6話
機関車のように白い息を吐きながら走るクロエとあずさの目の前に広がったのは、まるで幻想の世界から切り取られたかのような光景でした。
人の背丈をはるかに超える白い薔薇の生け垣が、屋敷の敷地をぐるりと囲むようにそびえ立っています。
雪を薄く被りながらも、無数の白い花々が狂おしいほどに咲き誇り、そのあまりの美しさに、思わず息を呑んでしまうほどです。
その生け垣を挟み、鮮血ような色をした、重厚な金属製の両開き扉がありました。
そこに立つのは二人の門番。
磨き上げられた金属の鎧は雪を弾き、その手には鋭い槍がしっかりと構えられています。
彼らが守るのは、断崖絶壁立つ巨大な白亜の屋敷です。「白薔薇屋敷」――その通称は、この場所の美しさと怪しさを、同時に表現しているかのようです。
「リュウ! ケン! おいっす!」
急ブレーキをかけ、ふたりの門番の目の前で立ち止まったクロエが、かなり気さくな挨拶をしました。

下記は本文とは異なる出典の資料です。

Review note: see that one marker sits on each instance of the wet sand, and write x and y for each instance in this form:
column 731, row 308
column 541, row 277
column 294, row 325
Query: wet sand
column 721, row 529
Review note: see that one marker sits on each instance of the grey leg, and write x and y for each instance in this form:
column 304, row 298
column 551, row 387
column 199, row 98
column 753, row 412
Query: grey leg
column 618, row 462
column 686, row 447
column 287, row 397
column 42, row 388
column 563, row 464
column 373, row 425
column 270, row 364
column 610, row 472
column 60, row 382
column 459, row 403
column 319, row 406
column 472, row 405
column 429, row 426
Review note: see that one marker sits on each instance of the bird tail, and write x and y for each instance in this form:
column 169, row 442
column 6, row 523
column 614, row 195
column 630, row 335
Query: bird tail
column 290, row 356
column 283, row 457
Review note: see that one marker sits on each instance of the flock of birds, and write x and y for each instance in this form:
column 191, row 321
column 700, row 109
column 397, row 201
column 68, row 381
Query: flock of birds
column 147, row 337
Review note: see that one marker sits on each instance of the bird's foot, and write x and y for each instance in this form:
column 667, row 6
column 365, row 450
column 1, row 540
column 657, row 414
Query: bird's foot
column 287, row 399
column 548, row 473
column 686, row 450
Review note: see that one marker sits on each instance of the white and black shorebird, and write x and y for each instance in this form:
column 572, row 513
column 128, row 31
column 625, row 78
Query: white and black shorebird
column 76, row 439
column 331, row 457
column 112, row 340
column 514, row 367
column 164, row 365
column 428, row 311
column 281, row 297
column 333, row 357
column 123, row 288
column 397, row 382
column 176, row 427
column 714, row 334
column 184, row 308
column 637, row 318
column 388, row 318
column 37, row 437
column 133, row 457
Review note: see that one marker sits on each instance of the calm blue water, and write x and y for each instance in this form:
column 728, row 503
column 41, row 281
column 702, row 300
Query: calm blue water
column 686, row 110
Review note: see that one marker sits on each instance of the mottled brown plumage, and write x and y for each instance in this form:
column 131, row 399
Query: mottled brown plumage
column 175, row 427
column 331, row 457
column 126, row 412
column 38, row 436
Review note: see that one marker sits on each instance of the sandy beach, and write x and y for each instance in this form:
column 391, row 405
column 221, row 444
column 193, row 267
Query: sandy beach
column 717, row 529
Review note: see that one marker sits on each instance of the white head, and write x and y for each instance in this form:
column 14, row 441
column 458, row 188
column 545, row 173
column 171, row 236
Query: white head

「おや、随分とお早いお帰りですね。しかも、息を切らすほど走って帰って来るのは久しぶりのことです。何か事件でもありましたか?」
右側の兵士が喋り終えると、左側の兵士が同意を示すように頷きました。
「察しが良いな、ふたり共。その通りだよ。たぶん今から、教会の奴らが大挙してやってくると思う」
「ほう! これはずいぶんと楽しそうな……失礼。随分と大変な状況ですね。さすがはトラブルメーカークロエ様です」
「それって褒めてないよね?」
「どうでしょうな」
「とりあえず家族に相談してくるから、守りはよろしくね」
「了解いたしました」
赤い両開きの扉がゆっくりと開かれました。近隣の者どもは噂します。許可なく「白薔薇屋敷」へ侵入し、生きて帰って来た者はいないと……。